Recently, a blip in my online, 24-hour news feed, filled with stories of mass shootings, war in Ukraine, awful American (and worldwide) politicians and people, and the ongoing, ever-expanding destruction of the planet thanks in large part to human-induced burning of fossil fuels, was something about an American who did something similar in Washington DC. I’m appalled and embarrassed how little attention I paid.

Reading the obituaries in the local paper this morning I stopped cold when I saw: “on the steps of the Supreme Courthouse…”

“Bruce, Wynn Alan
Born in Green Bay WI Aug 25, 1971 and died on Earth Day April 22, 2022 on the steps of the Supreme Courthouse in Washington DC. His father, Douglas Bruce (Holly), mother Martha, stepbrother Eric (Jamie), extended family and friends in Minnesota and Boulder, CO and around the country are greatly saddened by his death but respect and honor his commitment to the issues of climate change and the environment.”

Unless you’ve got your head jammed straight up your ass and/or have been fooled by extremely effective but idiotic right wing media, you understand what is happening right now to our climate due to humankind. I’m human and not at all pretending I’ve been doing much myself. In fact, my passion for doing something about this has been washed away, shall we say, having watched the world (and more importantly, individuals like you and me) do absolutely nothing about it.
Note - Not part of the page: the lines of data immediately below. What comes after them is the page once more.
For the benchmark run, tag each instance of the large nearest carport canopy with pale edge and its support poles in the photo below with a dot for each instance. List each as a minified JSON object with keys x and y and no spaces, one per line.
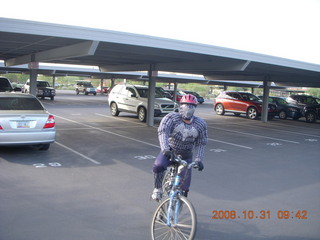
{"x":27,"y":42}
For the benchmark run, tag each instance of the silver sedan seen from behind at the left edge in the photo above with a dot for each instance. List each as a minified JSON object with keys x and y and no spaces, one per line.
{"x":24,"y":121}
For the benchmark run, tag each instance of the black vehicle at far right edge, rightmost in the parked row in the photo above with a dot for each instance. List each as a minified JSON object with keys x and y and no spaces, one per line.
{"x":309,"y":105}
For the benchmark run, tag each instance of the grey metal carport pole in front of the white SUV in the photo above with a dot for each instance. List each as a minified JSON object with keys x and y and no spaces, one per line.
{"x":151,"y":95}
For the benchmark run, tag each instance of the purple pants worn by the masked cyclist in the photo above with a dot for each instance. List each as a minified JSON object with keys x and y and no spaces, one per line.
{"x":162,"y":162}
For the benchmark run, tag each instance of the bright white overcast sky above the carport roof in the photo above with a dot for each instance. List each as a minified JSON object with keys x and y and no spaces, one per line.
{"x":284,"y":28}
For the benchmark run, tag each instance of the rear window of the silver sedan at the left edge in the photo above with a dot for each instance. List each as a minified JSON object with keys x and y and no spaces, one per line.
{"x":10,"y":103}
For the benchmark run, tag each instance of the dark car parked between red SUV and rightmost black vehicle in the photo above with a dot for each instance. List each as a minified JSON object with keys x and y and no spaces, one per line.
{"x":285,"y":110}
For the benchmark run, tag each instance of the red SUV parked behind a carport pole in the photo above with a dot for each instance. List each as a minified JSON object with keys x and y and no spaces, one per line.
{"x":242,"y":103}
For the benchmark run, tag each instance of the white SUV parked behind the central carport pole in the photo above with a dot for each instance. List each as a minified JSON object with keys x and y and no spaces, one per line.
{"x":133,"y":99}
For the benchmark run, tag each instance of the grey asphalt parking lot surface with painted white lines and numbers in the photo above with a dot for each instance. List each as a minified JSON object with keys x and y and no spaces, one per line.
{"x":95,"y":181}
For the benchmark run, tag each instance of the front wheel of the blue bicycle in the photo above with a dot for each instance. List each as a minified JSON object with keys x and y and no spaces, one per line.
{"x":184,"y":229}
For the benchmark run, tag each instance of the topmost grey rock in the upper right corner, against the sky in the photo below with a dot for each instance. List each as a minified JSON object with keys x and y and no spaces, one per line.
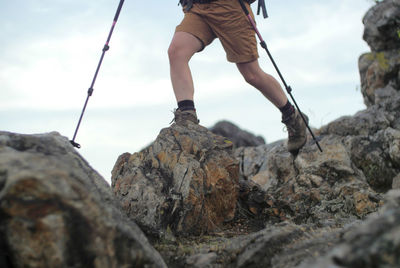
{"x":382,"y":24}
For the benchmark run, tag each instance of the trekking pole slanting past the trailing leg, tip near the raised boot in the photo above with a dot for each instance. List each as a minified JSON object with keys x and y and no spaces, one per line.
{"x":288,"y":88}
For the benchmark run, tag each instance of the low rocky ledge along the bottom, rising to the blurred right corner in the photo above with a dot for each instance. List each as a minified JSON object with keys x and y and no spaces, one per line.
{"x":372,"y":243}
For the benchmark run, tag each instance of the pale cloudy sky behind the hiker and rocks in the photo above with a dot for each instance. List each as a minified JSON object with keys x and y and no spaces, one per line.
{"x":50,"y":49}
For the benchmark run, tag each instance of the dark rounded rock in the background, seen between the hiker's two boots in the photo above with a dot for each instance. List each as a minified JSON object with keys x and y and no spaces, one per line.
{"x":239,"y":137}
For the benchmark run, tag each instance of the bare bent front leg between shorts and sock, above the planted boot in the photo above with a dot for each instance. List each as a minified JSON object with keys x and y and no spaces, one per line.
{"x":182,"y":48}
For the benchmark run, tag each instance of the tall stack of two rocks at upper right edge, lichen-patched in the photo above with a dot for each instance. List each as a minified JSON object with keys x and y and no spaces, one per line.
{"x":380,"y":68}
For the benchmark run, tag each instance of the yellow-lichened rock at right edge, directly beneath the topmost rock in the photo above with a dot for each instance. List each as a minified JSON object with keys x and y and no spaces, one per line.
{"x":379,"y":70}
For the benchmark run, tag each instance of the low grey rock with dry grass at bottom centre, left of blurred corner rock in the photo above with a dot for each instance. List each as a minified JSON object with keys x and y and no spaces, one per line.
{"x":282,"y":245}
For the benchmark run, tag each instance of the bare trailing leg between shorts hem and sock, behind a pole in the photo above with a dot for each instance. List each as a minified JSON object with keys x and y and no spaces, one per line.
{"x":264,"y":82}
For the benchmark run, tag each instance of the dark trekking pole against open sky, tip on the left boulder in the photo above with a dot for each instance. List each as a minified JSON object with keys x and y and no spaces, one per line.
{"x":91,"y":89}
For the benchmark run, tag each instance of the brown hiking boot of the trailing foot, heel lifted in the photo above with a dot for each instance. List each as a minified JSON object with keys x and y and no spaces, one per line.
{"x":297,"y":131}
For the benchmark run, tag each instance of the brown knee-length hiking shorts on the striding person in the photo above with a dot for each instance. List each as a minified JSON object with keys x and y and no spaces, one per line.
{"x":223,"y":19}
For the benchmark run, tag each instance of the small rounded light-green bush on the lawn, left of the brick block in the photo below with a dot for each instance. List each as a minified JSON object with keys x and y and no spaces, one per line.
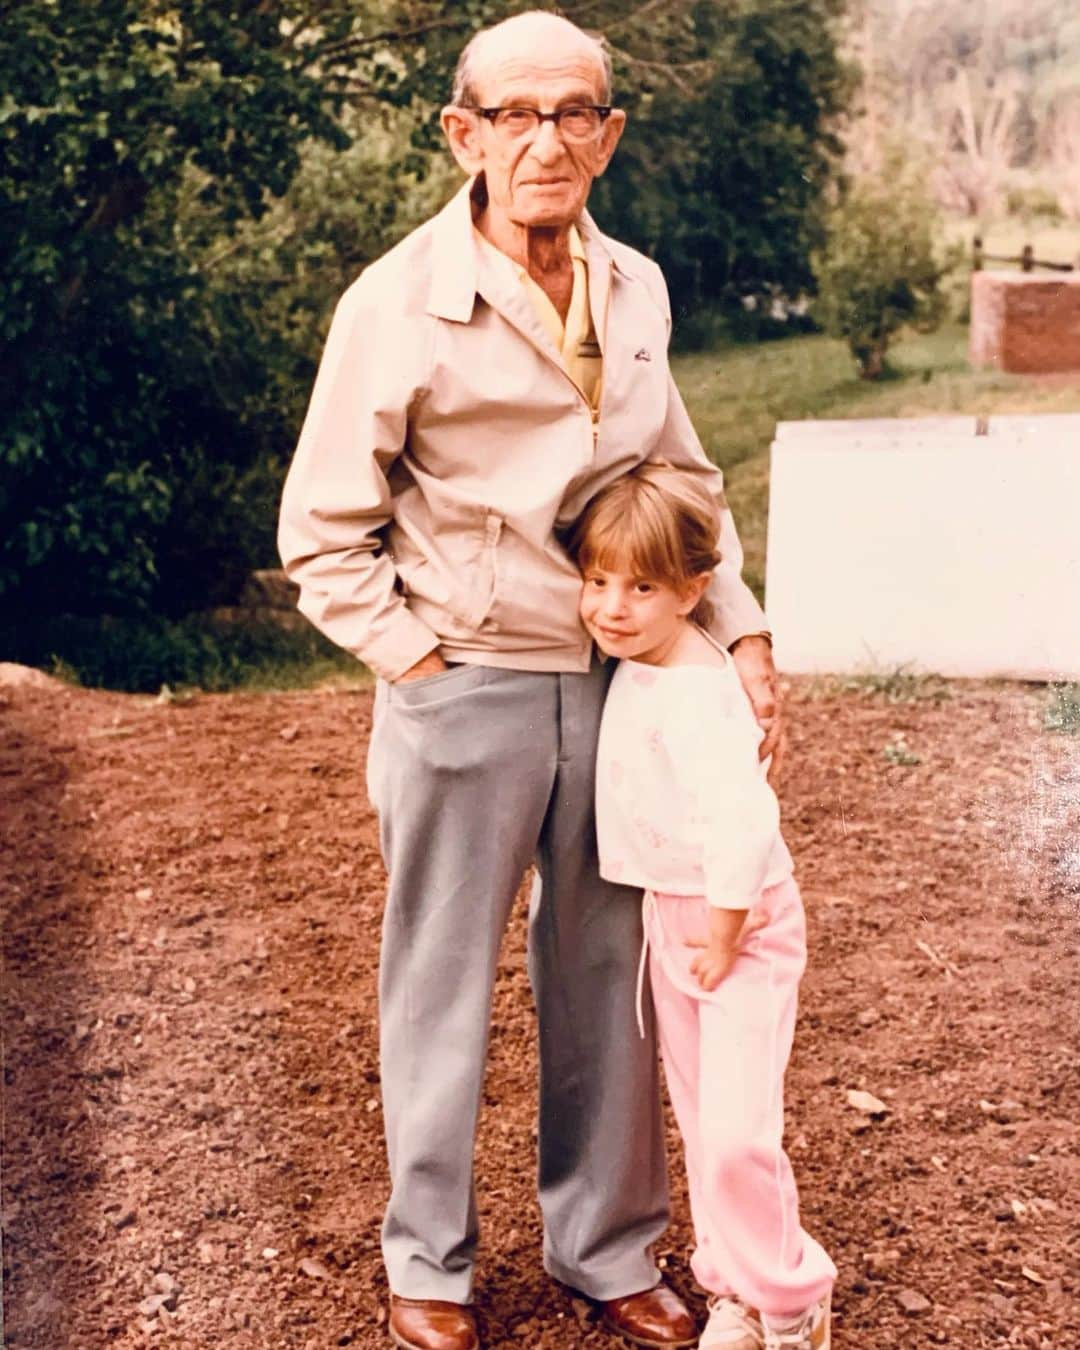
{"x":880,"y":269}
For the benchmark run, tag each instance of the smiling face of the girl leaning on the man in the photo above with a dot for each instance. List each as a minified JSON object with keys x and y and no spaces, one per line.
{"x":634,"y":618}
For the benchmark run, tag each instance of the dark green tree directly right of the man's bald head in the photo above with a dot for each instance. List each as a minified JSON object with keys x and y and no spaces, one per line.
{"x":731,"y":144}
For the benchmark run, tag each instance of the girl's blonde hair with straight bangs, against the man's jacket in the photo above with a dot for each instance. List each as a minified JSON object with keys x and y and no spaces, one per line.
{"x":657,"y":523}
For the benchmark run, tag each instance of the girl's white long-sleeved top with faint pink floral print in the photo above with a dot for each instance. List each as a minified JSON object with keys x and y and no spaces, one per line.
{"x":682,"y":801}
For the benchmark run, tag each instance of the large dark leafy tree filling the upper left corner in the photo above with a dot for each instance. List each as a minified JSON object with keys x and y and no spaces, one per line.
{"x":144,"y":391}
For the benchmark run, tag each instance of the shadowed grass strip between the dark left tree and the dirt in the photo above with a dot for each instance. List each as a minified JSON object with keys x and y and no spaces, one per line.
{"x":141,"y":655}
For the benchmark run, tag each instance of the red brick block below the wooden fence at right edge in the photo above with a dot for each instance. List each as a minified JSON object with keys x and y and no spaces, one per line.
{"x":1025,"y":323}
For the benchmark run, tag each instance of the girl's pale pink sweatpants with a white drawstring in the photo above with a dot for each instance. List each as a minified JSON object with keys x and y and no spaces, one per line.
{"x":726,"y":1056}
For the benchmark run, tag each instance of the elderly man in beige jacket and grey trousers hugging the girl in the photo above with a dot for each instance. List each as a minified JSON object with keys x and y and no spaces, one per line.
{"x":480,"y":384}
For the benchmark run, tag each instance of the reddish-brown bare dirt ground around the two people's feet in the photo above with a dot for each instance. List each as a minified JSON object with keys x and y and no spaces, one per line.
{"x":192,"y":1128}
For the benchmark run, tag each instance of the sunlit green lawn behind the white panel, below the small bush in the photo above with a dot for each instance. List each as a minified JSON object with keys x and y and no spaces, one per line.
{"x":736,"y":396}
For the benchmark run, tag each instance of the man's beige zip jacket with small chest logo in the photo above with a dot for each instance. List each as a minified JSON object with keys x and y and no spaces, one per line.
{"x":446,"y":449}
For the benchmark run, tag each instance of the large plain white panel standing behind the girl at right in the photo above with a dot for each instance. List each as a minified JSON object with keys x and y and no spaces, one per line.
{"x":920,"y":543}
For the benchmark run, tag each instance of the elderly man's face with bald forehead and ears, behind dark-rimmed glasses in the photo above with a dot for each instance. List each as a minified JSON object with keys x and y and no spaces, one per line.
{"x":541,"y":179}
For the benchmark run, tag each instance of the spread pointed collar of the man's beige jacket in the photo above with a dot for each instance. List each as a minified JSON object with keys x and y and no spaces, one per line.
{"x":460,"y":269}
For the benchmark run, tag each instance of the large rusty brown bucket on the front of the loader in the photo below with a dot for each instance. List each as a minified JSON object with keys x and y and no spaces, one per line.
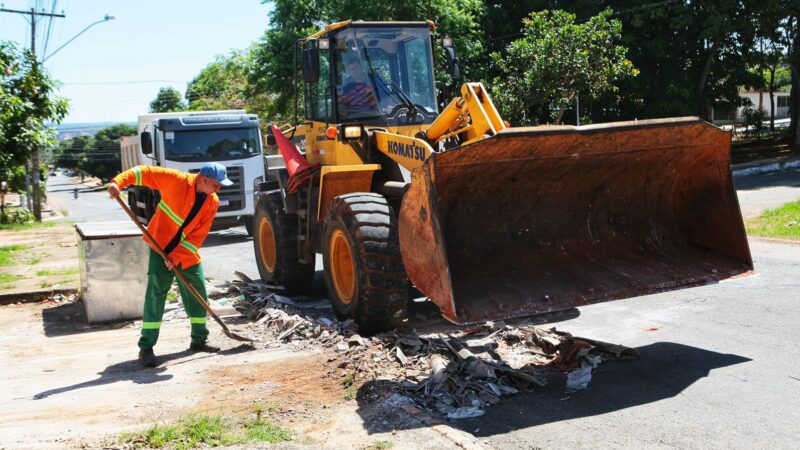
{"x":534,"y":220}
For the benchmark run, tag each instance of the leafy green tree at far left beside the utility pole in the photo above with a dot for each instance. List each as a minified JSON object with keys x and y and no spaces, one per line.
{"x":27,"y":103}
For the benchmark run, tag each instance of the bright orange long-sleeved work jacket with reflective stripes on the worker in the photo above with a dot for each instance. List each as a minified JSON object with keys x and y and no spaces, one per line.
{"x":177,"y":197}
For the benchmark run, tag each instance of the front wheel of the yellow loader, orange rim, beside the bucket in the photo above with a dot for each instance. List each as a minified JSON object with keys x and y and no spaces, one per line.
{"x":364,"y":272}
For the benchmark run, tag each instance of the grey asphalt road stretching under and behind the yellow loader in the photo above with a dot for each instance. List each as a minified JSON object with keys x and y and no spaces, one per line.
{"x":719,"y":368}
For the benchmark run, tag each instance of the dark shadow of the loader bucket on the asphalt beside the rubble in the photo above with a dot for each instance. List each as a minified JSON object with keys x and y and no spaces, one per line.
{"x":664,"y":371}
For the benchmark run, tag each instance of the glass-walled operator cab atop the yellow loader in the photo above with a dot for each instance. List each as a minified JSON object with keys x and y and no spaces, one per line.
{"x":378,"y":74}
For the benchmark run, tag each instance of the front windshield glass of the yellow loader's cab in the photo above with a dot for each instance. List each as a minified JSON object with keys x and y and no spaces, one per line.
{"x":384,"y":72}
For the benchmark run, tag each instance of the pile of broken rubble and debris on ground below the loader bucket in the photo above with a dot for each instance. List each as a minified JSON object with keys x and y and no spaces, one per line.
{"x":454,"y":374}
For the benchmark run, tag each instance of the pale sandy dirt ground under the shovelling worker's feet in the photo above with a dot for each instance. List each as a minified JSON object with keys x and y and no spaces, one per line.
{"x":68,"y":384}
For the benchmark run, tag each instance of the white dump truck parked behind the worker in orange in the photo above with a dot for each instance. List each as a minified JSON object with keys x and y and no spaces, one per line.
{"x":187,"y":140}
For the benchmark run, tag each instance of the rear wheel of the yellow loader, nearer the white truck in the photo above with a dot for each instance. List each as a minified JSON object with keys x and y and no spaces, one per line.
{"x":275,"y":243}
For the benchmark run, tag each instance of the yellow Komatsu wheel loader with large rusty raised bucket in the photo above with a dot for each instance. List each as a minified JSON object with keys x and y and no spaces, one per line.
{"x":488,"y":221}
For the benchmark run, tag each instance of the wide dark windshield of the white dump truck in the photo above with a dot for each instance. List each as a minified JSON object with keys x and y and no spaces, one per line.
{"x":211,"y":145}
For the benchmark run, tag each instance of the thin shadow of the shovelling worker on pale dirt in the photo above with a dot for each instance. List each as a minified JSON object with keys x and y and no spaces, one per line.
{"x":132,"y":371}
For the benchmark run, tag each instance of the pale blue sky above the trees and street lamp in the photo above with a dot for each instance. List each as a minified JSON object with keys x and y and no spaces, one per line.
{"x":111,"y":72}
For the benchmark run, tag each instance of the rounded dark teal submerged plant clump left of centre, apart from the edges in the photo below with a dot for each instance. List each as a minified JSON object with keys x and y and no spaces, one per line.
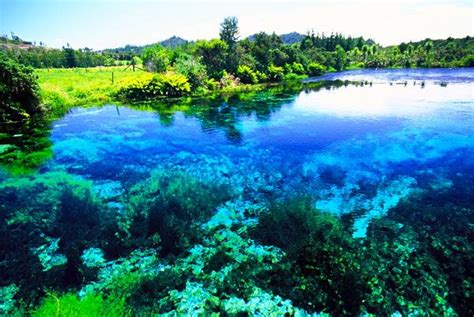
{"x":166,"y":208}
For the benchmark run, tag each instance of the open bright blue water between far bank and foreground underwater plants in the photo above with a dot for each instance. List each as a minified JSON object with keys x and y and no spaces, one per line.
{"x":356,"y":150}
Scientists have been warning us for decades, and year after year, the climate has been proving them almost exactly right, but to pretty much no avail. So I’m now at this point hopeless we’ll do much about it and wondering what we’ll do about the consequences. How will we handle the flooding of coastal and inland low lying areas? What will we do about the incredible heat waves that will make many places currently filled with humans uninhabitable? How about the massive fires that will only get worse and worse? Who’s going to pay to rebuild after the super storms keep coming and damaging property, farmland, and infrastructure? And in the current pandemic of xenophobia what will we do with the mass migrations due to heat, flooding, fires, storms and water shortages?

Of course, we’re already paying for increasing storm damage, controlling and putting out growing fires, cleaning up and relocating people after massive flooding, but it’s that last one that I really worry about. Here in the U.S. people are filling their pants because there are 60,000 people at the southern border trying to get into our nation of 330 million people. What about when there are 10, 50 or 100 million people clamoring to get in? What big beautiful wall is going to stop them? How about when the entire population of Southwest U.S. starts running north and east? What happens then?

We’ll see. Then, by the way, is only a few decades out, maybe sooner. But here we sit, doing nothing and not even noticing, when Green Bay’s own, Wynn Alan Bruce, sits down in plain view and burns himself to death in an incredibly brave warning to all of us of what’s coming. Blip.